でも、今、ここで、何かを大きく変えなければ・・・ゆりちゃんの不在を引きずったまま、光の入らない八方塞がりの部屋の中でゆるやかに死んでいく気がする。
俺はそれでもいい。
でも友樹はだめだ。
「さきほどご説明したように、先のお客様がもうすでにーー」
「横から入ってきて何言ってんだって思ってるでしょうけどうちはここじゃないとだめなんだよ」
強い声を出した元晴の腕を、友樹が掴んだ。もういいよと言いたいのかもしれない。
友樹の顔を見られない。
正しい方法でどうにもならないときは金の力で解決するんだと、モラルの欠けた手本を見せる汚い大人の顔だから。
気まずい無言の時が流れる。
これまでの柔和な愛想笑いを納めた三上が、呆れたように、憐れむように、軽蔑するように元晴を見る。

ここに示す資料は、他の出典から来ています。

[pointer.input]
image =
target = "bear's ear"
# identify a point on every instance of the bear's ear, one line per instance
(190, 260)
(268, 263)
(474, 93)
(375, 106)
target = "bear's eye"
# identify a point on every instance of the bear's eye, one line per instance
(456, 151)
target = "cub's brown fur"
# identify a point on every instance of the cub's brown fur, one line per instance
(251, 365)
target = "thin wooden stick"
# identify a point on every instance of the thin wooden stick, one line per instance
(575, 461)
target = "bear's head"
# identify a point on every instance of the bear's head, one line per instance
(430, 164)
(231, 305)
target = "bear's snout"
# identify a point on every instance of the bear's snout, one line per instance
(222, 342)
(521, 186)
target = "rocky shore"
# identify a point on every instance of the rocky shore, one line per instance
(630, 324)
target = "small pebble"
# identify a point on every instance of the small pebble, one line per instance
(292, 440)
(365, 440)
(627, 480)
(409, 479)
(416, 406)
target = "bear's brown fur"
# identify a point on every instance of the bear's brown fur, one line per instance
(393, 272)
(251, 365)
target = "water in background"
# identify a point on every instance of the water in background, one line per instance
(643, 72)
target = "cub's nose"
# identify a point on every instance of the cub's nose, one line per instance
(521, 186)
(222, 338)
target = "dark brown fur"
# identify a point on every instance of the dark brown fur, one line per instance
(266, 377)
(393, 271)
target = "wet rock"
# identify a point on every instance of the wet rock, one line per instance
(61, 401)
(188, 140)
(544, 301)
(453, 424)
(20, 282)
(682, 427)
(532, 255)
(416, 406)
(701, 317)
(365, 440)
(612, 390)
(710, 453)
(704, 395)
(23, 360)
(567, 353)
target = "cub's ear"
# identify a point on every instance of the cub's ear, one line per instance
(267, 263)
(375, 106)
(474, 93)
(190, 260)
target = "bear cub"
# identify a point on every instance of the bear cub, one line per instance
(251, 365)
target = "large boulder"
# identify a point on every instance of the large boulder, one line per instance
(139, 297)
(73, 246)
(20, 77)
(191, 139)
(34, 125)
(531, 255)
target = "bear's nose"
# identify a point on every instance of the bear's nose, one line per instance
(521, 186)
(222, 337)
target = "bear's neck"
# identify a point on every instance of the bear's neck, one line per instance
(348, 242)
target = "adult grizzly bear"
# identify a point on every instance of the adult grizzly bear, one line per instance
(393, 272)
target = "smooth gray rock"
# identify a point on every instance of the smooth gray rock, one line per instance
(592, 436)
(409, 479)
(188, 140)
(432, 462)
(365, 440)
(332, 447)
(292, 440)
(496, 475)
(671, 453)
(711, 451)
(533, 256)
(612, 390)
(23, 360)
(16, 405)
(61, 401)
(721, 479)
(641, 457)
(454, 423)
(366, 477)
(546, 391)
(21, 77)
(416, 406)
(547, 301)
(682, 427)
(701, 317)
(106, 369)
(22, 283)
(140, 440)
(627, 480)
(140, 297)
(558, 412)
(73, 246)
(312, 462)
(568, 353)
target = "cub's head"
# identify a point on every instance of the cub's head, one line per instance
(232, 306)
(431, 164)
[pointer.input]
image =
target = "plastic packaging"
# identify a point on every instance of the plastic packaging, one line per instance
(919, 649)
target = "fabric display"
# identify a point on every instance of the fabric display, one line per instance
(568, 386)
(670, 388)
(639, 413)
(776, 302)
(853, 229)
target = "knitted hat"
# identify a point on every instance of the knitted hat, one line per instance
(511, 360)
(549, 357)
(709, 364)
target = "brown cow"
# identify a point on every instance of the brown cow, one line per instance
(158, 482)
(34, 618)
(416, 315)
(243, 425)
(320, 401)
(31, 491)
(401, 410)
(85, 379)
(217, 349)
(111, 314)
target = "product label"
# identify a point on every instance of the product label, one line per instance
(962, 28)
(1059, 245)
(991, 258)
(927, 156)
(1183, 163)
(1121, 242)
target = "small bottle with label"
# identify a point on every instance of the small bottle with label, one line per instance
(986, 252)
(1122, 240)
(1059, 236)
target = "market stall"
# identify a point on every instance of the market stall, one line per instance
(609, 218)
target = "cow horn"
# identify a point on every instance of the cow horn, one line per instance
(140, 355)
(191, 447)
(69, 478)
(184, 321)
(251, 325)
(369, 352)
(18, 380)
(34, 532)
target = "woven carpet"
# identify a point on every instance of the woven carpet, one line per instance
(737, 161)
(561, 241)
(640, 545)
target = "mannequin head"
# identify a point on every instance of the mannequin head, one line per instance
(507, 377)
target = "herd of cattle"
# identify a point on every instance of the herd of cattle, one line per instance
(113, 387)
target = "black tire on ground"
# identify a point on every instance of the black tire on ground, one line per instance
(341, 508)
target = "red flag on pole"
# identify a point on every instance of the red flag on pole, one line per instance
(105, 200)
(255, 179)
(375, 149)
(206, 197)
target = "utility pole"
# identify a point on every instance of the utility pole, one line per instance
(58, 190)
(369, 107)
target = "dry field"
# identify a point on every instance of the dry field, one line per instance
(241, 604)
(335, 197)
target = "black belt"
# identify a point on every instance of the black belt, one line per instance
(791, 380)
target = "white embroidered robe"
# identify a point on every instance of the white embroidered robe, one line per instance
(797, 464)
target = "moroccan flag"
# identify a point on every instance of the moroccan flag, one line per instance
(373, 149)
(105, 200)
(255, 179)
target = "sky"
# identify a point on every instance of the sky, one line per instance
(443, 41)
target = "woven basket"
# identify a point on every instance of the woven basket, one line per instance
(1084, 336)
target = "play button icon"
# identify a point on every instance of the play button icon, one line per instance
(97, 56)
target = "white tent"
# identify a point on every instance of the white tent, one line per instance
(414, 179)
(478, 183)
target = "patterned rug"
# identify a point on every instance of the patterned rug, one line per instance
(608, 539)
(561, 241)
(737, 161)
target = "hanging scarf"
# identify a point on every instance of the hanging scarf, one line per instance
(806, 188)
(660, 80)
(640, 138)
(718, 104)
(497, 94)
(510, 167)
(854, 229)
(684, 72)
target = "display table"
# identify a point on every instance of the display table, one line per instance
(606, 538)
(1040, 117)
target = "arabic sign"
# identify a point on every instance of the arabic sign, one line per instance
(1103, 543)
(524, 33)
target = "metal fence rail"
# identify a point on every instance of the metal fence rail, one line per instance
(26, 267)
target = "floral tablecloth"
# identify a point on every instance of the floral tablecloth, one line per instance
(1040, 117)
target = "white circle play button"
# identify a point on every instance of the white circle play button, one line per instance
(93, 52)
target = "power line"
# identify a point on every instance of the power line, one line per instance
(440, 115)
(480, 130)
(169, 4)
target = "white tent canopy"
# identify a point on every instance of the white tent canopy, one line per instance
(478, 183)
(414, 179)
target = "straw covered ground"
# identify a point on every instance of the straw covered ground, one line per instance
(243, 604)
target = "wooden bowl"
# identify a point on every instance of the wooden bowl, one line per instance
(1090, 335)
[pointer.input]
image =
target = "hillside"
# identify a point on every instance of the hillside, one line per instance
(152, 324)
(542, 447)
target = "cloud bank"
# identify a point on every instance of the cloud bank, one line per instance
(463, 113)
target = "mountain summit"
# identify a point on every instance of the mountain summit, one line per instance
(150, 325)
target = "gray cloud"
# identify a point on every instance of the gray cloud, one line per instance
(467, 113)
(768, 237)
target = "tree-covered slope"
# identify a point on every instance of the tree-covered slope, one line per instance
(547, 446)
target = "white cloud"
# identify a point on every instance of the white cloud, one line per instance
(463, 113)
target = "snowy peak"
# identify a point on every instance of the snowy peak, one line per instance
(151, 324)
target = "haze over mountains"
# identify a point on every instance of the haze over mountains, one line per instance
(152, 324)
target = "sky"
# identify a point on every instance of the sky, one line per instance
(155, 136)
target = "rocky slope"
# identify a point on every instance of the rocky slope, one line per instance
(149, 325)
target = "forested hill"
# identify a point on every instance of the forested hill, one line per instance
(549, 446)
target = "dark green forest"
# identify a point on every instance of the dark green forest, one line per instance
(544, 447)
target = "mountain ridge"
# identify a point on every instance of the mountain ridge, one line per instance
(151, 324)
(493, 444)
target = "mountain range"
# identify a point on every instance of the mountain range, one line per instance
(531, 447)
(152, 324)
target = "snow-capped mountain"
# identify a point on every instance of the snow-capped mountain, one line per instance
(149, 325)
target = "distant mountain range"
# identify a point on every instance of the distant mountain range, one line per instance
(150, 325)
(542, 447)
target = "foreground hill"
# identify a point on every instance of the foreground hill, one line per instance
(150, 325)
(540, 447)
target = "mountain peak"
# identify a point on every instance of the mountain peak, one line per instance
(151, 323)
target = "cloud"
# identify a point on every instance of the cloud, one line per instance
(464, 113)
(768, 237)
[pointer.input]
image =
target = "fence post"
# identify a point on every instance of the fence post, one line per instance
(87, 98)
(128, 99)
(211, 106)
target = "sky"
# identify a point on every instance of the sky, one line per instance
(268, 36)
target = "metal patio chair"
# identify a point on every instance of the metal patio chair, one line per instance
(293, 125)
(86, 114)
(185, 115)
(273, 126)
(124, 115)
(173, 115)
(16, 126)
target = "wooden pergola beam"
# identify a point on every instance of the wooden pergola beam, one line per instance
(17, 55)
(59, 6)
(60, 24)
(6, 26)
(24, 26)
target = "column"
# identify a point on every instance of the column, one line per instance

三上が天井をあおぎ、人差し指で額をかく。耳をそばだてなければ気付かないかすかな舌打ちを聞いた。
「少しお時間をいただけますか」
「もちろん」
「あまり期待はしないでくださいね」
一週間後、「提示価格そのままで志摩さんにお売りしたいとのことです」と連絡が来た。
「値引き交渉をしてくる奴には売りたくないそうで」と、進んでいた交渉の雲行きが怪しくこじれかけていたことを教える。
「ありがとうございます」
心の底から感謝の気持ちが溢れた。
三上は最後、「二倍出さなくていいですよ、よかったですね」と言って笑った。
ゆりちゃんがこの世界から消えて二年。すべての桜の花びらが地に落ちて、青々とした若葉が風に揺れる。春のおわりのことだった。